# Bosnian (BCS): rahmetli



## mandarina.m

There's a song by Laka that goes:

_... jer ja sada volim vjesticu na metli
sve druge zene sad za mene su rahmetli...

_I get it except for _rahmetli_? What does it mean? What is its singular form?

Thahks to anyone.


----------



## phosphore

It is a word of Turkish or Arabian origin and it means dead (Serbian: _mrtav,_ _pokojni_).


----------



## mandarina.m

So it is an adjective... Does it have any metaphorical meanings, too?


----------



## phosphore

I don't think so, but I don't really know. It is not in use here in Serbia.


----------



## Duya

Apparently, it is used metaphorically in the quoted sentence... 

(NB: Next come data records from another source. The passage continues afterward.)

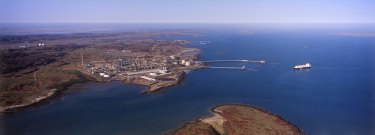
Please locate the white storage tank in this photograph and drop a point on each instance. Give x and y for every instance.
(153, 74)
(101, 74)
(187, 63)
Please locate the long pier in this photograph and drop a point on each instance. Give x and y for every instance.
(247, 61)
(241, 68)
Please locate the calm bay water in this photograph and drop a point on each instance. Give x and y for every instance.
(336, 96)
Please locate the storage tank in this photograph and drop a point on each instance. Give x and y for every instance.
(187, 63)
(101, 74)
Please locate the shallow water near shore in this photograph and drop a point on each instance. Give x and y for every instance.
(336, 96)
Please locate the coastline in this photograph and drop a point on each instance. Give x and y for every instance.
(85, 78)
(218, 124)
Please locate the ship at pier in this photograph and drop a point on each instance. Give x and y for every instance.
(304, 66)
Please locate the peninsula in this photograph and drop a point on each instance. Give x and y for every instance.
(235, 119)
(36, 67)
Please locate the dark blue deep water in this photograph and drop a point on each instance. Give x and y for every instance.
(336, 96)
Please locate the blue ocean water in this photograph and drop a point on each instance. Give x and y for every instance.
(336, 96)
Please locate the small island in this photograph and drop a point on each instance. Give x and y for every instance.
(236, 119)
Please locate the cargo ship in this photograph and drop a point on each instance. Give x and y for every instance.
(305, 66)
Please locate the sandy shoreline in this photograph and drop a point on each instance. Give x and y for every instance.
(239, 119)
(36, 100)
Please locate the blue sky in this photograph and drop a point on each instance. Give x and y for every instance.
(187, 11)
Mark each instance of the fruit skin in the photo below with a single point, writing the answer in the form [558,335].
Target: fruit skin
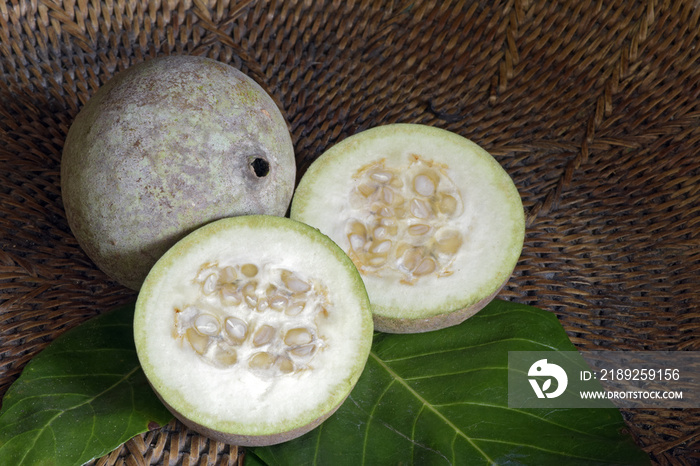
[164,147]
[249,230]
[439,304]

_Rahmetli_ is undeclinable. There's also related noun _rahmet_ (S-C, Slo: pokoj).


----------



## mandarina.m

Hvala obema.


----------



## phosphore

Ob*o*ma  

Nema na čemu.


----------



## dudasd

In this particular line, word _rahmetli _does have a metaphorical meaning. When you say that someone is "dead for you", it means that you don't care for that person any more, you are as indifferent as that she/he is really dead.


----------



## phosphore

That's totally right. Just when (s)he asked that, I understood (s)he thought about using the word "rahmetli" and not "mrtve". Anyway, it is a metaphore, of course.


----------



## mandarina.m

It's a *she*, anyway. 
Thank you people. I love the way this word sounds and knowing what it means and how it's used makes me really  !


----------